Philippine Long Distance Telephone Co. (PLDT) is renewing a plan to redevelop and eventually sell certain land assets, including its Makati City-based headquarters, as tall office towers have become passé for the telco as it transitions into the digital age, PLDT chair Manuel V. Pangilinan said.
PLDT is, instead, moving forward with the relocation of its headquarters to a sprawling compound with a “campus-style” building in either north or south of Metro Manila, Pangilinan told reporters on Tuesday.
The company’s headquarters are located in the Ramon Cojuangco Building at the corner of Ayala Avenue and Makati Avenue in Makati’s financial district. In the same complex is the MGO building, which houses other companies affiliated with PLDT.
Pangilinan said the buildings occupied almost one hectare of prime real estate.
“In the digital age, you really need to have a flat organization, a flat environment,” he said, referring to many of the office structures of Silicon Valley’s most successful technology companies.
“If you are a tower, the floors simply attenuate your ability to communicate with each other,” he said. “A flat horizontal structure, not dissimilar to Facebook’s headquarters, just forces conversation to happen. Communication, collaboration—everything is open.”
PLDT said in a stock exchange filing on Tuesday that its board had approved the plan, which would be done either by itself or with partner property companies.
Specifically, this will involve the redevelopment of land and air rights to “maximize” their value.
It may also invest funds either in shares of stock of an asset holding company that will enter into a joint venture with a developer and other potential co-investors or a joint venture with the developer, for purposes of the redevelopment, the filing showed.
PLDT said the move still requires shareholders’ approval.
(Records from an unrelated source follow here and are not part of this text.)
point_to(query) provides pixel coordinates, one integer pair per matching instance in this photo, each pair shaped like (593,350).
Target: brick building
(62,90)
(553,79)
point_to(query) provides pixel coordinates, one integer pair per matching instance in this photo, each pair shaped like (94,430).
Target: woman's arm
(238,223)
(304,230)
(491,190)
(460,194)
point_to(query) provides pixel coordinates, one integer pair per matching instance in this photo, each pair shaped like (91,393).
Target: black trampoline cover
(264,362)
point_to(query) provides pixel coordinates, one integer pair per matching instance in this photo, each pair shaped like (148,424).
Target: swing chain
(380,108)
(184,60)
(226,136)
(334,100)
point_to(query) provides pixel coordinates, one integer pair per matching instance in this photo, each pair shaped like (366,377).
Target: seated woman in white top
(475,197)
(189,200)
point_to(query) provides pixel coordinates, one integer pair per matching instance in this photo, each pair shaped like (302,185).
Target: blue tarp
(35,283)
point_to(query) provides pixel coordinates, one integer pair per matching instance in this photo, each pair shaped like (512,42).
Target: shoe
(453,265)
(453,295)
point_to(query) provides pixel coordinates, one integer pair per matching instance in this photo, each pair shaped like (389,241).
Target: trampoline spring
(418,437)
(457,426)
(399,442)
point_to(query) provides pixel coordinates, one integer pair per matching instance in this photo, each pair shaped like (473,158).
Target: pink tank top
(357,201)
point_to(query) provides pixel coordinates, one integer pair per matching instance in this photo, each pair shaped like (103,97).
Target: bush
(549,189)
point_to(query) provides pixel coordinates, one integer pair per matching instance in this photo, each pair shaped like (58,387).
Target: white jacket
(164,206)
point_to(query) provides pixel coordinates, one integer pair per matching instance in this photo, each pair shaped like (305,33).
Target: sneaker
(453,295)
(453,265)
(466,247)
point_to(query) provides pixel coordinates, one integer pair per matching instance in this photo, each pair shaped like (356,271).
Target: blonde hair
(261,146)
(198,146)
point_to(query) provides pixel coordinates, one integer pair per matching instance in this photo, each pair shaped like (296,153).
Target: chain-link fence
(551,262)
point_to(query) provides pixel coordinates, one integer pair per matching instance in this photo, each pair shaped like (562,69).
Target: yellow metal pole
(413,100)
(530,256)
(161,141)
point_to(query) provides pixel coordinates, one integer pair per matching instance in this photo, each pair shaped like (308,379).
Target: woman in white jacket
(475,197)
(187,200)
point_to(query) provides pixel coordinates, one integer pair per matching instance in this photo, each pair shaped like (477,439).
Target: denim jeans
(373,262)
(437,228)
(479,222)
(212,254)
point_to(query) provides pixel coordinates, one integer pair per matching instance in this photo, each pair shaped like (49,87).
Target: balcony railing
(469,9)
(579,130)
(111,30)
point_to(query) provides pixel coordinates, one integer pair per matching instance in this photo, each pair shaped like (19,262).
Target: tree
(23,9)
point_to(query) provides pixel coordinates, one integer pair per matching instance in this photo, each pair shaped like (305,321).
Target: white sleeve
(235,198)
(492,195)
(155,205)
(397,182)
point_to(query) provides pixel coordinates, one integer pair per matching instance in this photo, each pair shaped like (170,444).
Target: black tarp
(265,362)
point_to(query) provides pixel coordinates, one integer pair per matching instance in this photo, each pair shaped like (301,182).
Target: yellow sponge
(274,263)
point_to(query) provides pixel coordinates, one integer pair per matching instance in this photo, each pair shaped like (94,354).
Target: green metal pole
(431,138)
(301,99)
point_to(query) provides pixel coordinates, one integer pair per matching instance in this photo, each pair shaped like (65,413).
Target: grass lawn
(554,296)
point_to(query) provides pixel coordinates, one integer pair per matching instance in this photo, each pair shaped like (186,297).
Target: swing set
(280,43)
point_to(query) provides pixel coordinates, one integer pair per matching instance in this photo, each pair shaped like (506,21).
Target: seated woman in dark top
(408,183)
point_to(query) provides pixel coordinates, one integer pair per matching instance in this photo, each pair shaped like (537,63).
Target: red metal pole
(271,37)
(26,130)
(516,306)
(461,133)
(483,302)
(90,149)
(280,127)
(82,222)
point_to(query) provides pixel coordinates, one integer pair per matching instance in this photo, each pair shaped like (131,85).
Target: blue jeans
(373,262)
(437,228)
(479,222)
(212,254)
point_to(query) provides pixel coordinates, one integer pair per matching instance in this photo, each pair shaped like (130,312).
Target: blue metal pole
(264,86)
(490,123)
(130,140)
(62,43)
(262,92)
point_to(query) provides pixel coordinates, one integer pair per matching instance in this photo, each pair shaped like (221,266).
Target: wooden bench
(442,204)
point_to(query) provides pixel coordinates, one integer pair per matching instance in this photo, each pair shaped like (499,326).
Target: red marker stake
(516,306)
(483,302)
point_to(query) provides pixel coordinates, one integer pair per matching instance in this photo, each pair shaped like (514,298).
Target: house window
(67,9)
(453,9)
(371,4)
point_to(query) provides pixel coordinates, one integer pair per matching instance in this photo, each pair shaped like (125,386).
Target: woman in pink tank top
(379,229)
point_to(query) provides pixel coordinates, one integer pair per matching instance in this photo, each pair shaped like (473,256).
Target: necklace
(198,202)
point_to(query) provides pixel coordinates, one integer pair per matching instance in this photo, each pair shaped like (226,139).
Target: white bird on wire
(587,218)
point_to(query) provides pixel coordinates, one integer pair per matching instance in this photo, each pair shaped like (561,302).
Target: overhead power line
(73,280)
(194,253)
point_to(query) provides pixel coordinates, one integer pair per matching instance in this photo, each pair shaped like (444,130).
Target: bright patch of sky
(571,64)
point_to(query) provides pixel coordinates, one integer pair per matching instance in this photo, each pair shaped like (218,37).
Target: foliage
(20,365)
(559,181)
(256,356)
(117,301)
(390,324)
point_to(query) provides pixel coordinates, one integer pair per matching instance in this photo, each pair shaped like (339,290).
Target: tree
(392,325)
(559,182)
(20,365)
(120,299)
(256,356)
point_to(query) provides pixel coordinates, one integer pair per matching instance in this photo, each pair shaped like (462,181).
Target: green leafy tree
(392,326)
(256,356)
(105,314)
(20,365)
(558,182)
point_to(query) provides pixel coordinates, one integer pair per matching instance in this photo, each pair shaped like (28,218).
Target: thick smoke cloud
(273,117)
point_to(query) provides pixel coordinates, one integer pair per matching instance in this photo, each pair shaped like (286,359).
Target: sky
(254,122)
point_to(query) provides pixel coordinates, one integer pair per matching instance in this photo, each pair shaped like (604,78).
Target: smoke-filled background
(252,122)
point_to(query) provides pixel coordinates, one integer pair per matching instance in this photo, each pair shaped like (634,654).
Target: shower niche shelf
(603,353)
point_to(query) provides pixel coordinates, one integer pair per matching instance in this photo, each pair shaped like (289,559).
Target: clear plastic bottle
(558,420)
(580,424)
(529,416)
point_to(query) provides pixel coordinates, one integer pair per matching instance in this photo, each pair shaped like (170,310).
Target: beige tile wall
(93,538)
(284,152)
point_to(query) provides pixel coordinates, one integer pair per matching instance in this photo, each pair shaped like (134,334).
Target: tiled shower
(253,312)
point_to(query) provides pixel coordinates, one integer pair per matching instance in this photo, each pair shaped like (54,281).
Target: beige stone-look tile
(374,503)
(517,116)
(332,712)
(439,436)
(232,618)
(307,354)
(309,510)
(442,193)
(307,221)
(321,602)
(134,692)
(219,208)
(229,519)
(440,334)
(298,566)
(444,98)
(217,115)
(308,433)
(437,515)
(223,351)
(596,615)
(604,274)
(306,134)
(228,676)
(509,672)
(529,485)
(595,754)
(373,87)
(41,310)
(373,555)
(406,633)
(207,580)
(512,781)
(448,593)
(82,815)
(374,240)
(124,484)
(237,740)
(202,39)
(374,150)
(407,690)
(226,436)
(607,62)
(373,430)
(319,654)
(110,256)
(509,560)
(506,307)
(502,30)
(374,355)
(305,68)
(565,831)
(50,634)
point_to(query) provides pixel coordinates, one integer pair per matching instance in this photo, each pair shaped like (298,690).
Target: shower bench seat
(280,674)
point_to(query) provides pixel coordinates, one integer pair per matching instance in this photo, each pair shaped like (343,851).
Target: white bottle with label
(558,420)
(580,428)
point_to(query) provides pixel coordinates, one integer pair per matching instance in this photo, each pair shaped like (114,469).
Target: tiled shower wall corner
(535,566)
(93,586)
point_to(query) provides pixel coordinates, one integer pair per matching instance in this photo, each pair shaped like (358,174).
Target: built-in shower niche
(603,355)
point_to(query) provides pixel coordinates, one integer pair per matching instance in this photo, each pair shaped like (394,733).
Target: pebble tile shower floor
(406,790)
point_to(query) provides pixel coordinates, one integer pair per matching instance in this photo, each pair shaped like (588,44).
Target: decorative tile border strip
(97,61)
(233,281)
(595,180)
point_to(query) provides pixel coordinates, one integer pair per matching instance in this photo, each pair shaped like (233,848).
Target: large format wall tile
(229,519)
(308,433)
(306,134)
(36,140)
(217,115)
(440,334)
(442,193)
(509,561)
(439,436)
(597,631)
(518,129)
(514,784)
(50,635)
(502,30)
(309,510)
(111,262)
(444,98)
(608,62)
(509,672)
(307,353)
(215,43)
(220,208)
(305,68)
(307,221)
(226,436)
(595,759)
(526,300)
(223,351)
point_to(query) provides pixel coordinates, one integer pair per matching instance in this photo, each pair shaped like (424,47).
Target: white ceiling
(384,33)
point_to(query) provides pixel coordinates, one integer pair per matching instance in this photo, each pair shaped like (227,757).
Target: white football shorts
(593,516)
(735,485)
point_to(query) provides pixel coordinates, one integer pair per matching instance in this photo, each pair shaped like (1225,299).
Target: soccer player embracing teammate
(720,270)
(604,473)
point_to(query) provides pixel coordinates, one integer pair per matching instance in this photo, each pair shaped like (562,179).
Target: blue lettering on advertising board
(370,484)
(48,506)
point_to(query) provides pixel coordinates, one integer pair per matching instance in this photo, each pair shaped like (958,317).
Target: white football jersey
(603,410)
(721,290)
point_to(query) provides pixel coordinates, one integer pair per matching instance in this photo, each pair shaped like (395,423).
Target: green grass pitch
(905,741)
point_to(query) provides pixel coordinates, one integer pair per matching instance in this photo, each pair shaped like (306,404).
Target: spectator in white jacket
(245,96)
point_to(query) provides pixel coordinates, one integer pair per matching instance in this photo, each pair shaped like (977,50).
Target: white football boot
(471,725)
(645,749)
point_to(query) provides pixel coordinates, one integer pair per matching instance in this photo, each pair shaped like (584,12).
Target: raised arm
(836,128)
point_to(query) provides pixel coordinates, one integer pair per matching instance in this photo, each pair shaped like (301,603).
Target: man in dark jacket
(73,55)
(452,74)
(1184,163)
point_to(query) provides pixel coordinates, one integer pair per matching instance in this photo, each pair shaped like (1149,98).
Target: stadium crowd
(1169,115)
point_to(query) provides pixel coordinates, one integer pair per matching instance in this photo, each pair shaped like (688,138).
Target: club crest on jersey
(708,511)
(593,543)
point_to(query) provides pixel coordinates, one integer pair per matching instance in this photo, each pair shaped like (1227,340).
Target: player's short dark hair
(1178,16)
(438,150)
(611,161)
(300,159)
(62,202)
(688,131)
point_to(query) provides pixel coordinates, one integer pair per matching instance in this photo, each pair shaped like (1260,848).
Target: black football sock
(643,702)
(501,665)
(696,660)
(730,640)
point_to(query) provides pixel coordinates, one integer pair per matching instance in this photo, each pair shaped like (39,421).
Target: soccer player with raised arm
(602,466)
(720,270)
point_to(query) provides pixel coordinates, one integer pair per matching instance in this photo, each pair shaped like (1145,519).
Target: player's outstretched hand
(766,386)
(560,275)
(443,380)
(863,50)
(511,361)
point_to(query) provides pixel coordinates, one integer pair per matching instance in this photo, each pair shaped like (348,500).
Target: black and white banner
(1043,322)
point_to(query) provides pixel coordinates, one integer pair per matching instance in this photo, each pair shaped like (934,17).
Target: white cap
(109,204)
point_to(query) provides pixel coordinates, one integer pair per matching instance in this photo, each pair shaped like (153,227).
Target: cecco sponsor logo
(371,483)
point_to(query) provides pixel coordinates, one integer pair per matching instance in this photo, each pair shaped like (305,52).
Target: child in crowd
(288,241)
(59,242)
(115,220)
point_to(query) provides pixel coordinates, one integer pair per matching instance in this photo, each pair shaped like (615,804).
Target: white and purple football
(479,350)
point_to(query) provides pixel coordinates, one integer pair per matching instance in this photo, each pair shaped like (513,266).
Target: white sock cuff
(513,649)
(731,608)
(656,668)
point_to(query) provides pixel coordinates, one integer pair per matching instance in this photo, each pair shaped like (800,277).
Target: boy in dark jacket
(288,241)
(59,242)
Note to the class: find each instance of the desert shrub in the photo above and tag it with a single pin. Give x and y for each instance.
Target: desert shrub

Pangilinan said there were no talks with any property developer at this point.
This is not the first time PLDT said it was leaving its Makati City office. It made a similar announcement three years ago.
At the time, the company said it would raise P5 billion from the sale of its idle property as it was looking to acquire the 34-story Alphaland Tower for its new headquarters. That transaction did not push through since the asking price was too high.
Pangilinan declined to say how much PLDT’s property assets were worth, but the figure was likely higher given increasing land valuation in the country’s prime business districts.
The plan is in line with the company’s broader move to “reset” its strategy as earnings continue to decline given the changing telco landscape.
Pangilinan said earlier the company’s transition could last three years. PLDT earlier reported that core profit last year sank 6 percent to P35.2 billion. Its core profit this year is projected to drop further to P28 billion, he said.